Bank of America (BofA) has committed $25 billion of its own resources to private credit investments, building on its current direct lending business.
According to the Financial Times, the bank plans to source these transactions through its capital markets department, a unit within its investment banking arm.
BofA also promoted Anand Melvani to head of private credit for the global capital markets division. Mevani will still assume his position as head of Americas, leveraged finance, the FT reported.
The company was also mentioned Scott Wiate as head of private lending, structuring and underwriting. Waite will report Bruce ThompsonVice Chairman and Head of Enterprise Credit.
BofA is one of the latest Wall Street banks to challenge nonbank lenders as concerns about credit quality and market liquidity grow.
Blue Owl Capital announced Wednesday that it would change the method by which it offers redemptions.
CEO Craig Packer noted that headlines about the freeze on repayments in its private credit fund were a “complete mischaracterization of what is happening.”

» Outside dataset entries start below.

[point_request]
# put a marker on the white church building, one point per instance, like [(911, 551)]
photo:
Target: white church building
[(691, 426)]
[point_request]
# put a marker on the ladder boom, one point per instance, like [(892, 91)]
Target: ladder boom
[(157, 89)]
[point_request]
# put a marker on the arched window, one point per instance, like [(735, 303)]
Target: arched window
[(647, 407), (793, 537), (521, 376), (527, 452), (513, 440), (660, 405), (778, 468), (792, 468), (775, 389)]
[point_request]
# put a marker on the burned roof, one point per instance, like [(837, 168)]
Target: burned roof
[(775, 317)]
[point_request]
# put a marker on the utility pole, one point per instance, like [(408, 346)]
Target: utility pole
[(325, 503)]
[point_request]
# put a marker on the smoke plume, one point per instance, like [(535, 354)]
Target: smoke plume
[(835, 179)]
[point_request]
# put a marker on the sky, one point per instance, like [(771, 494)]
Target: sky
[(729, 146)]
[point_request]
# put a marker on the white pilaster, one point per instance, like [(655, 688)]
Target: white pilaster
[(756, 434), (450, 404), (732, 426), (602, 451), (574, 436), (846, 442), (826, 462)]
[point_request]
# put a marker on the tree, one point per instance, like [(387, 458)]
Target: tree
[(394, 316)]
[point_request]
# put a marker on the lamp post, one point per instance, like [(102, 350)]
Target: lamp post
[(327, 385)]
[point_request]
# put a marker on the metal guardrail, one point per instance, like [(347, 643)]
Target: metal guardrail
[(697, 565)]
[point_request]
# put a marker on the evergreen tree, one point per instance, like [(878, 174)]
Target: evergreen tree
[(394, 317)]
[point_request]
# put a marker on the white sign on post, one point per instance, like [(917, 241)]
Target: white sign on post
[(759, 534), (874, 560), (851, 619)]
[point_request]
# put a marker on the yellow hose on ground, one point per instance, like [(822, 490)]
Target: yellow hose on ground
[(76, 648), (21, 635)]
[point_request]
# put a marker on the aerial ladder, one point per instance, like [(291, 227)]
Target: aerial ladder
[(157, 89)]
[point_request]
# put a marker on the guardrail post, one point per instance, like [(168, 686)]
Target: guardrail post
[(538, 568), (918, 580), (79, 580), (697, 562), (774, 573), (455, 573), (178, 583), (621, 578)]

Packer explained that the company has been offering 5% of shares in this fund for eight years, and instead of resuming that 5%, they are accelerating redemptions.
Other banks have committed capital to the private lending sector. There are concerns that the $1.7 trillion private credit market is beginning to crack under the pressure of higher interest rates and exposure to troubled sectors such as enterprise software.
In September, Citigroup entered into a strategic partnership with Apollo Global Management to launch a $25 billion private credit and direct lending program, Apollo announced.